Interestingly, urinary analysis showed catecholamines elevated to levels suggestive of a phaeochromocytoma. This therefore posed a dilemma as to the cause of the hypertension. Essential hypertension was thought less likely, as there was no past history of hypertension and no evidence of end organ damage, with a normal chest x-ray and ECG. His BP also returned to normal over his stay in hospital. A phaeochromocytoma was also considered because he had hypertension associated with abdominal pain (25.8% : Ross et al. 1989). But the more characteristic symptoms of headache (59.9%), sweating (52.2%), palpitations (49.2%), pallor (42.9%) and tremor (33.5%) were absent, so it was not considered to be a likely diagnosis. Nevertheless, repeat 24 hour urinary catecholamines on two further occasions followed by a clonidine suppression test would have helped to differentiate between AIP and phaeochromocytoma. Clonidine reduces plasma catecholamines in patients with neurogenically induced hypercatecholaminaemia, but not in patients with phaeochromocytoma. (Bravo et al. 1981). Consequently, we did not -block the patient, and instead treated for AIP. Repeat 24hour urinary catecholamine and porphyrin levels were normal.

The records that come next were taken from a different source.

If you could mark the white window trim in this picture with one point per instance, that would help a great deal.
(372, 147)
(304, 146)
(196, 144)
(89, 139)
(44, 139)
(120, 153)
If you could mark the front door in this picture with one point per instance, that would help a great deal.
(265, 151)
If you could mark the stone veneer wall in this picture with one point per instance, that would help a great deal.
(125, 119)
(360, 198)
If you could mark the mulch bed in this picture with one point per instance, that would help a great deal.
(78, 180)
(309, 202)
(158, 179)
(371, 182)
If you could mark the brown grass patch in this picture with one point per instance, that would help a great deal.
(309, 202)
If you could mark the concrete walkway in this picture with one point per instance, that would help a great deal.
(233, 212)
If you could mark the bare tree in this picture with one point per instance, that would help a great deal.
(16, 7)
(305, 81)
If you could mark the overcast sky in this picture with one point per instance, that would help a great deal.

We then reviewed the literature which suggests that hypercatecholominaemia is the cause of hypertension in AIP (Suarez et al. 1997). Various mechanisms have been proposed. Flint et al. (1977) propose that patients with uroporphyrinogen I synthetase deficiency have an occult defect in catecholamine uptake into adrenergic neurons that is un-masked only in an attack of AIP by the high levels of ALA and PBG. Post mortem studies (see Suarez et al. 1997) found abnormalities in many components of the autonomic nervous system including the hypothalamus, and peripheral sympathetic ganglia. The real mechanism behind the increased catecholamine release may be multi-factorial.

Conclusion

Medical causes of abdominal pain are few and should always be considered when an atypical presentation of an acute abdomen occurs. They include AIP, lead poisoning, diabetic ketoacidosis and phaeochromocytoma. Our case was unusual in that there was a suggestion that he had both AIP and a phaeochromocytoma. But the hypercatecholaminaemia in this case were secondary to AIP. Should difficulties arise with the diagnosis; a clonidine suppression test can be used to differentiate.